I had no interest in seeing baby in a mirror. I was hyper focused and only wanted to get the baby out first before distracting myself with anything else.
In half hour, baby was out. I could have spent another ten minutes ideally because the last part was important according my doula but the doc decided to pull baby out after the baby had come out half way. I ended up with four tears, one a second degree not sure if it was because of the pulling out.
Ajey watched the baby come out
Through the contractions holding his hand was all the psychological support I needed. This gentle man who was going along with me having no clue what to do or how to decide for me but just sincerely trying within his limits whatever he could was the mental support that the technically stronger person in the room - me, needed. His hand in the process of me distracting my pain. It was important. All I need in the process of this life is an assurance there was one person in the world who would not let me do it alone. That hand was stronger even though so gentle and clueless.

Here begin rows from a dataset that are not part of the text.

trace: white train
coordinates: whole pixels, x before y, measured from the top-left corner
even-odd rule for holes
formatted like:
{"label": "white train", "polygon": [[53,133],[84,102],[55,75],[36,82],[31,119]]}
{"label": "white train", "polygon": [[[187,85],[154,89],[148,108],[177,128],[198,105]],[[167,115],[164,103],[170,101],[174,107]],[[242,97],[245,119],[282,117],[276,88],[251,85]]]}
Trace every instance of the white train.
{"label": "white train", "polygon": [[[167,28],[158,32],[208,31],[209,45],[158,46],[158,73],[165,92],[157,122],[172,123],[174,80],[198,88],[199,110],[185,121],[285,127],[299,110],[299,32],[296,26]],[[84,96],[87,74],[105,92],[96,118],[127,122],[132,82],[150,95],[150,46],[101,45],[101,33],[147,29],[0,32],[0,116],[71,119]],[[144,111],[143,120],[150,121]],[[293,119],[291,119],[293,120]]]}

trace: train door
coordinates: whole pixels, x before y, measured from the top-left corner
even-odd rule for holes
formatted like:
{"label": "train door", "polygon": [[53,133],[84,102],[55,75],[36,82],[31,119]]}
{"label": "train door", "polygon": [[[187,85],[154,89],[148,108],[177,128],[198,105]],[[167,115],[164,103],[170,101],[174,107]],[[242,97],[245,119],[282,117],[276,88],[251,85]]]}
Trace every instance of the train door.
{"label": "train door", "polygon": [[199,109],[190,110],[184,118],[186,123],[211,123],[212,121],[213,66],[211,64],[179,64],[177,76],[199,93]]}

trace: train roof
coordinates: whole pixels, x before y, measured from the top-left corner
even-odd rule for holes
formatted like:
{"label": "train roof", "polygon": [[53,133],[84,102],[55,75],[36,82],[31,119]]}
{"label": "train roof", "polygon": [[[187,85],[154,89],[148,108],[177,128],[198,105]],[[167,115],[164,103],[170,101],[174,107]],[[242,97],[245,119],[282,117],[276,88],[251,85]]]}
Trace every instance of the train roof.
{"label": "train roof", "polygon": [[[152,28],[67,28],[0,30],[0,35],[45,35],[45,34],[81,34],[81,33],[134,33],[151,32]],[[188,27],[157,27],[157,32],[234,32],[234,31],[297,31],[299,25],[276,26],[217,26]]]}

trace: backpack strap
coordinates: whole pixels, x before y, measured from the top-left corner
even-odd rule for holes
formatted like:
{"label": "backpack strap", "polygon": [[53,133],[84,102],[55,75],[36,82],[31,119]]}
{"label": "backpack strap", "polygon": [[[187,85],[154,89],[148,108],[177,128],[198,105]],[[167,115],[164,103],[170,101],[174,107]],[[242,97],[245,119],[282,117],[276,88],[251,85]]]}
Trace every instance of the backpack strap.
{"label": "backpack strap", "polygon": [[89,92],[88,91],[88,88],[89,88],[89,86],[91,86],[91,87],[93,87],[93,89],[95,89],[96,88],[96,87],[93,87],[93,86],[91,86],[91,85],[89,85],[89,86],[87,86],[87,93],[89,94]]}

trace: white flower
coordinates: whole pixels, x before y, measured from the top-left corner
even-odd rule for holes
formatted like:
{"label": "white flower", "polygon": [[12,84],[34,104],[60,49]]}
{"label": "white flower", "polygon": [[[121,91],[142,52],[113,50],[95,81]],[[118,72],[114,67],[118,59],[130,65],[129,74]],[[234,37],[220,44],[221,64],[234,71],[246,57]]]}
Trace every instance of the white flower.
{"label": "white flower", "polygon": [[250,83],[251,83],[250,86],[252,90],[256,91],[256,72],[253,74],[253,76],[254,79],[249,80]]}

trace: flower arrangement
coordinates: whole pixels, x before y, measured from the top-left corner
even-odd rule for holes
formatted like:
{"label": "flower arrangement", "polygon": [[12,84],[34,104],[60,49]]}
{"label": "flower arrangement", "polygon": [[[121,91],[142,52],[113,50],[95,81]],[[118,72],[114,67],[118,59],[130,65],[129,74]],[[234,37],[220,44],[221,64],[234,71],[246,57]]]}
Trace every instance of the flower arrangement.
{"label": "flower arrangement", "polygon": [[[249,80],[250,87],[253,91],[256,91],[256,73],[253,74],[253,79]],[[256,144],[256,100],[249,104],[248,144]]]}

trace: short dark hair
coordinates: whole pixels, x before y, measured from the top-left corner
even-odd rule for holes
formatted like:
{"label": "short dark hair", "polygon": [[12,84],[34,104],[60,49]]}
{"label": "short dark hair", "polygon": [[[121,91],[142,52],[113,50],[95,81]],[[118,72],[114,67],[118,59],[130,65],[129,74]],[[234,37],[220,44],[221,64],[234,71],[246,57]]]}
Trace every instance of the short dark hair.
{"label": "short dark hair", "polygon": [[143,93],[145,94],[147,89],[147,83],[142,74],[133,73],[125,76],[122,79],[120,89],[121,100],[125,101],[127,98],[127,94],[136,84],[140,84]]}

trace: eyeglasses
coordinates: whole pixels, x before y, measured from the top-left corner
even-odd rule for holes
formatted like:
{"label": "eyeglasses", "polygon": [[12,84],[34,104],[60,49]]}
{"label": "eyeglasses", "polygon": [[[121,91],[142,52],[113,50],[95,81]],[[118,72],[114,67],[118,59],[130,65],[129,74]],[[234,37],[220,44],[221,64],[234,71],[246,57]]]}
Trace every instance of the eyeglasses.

Baby Rian came out, and with the anesthesia I was happy to see what looked like another chance of seeing zaya as a baby. People were stitching up my vagina. They said the blood loss was more than they normally see. I was like whatever. Is this something that will heal or something that can get worse - it would heal in 6 weeks was all I needed to hear.
Harriet was overjoyed
There are a lot of people I don't have in life the way I wished I could have but a lot of strangers show up in beautiful ways and they remind me of humanity.
We moved to the postpartum room.
They gave me care.
I tried to breastfeed.
They had a wonderful nursery where they took care of Zaya while we got out first sleep.
Vbac was a success story. I tore the vagina instead of the tummy. I have better chance at a stronger core which is technically better for my health than my vagina. Recovery is supposed to be easier than cesarian which is what it feels like.
I was able to pee, poop and bathe by myself. Mostly a success story and a preview into a world of strangers who's purpose was to be kind.
I had risk of preeclampsia and had to heal without infection.
How I returned home and how I healed is a whole new post.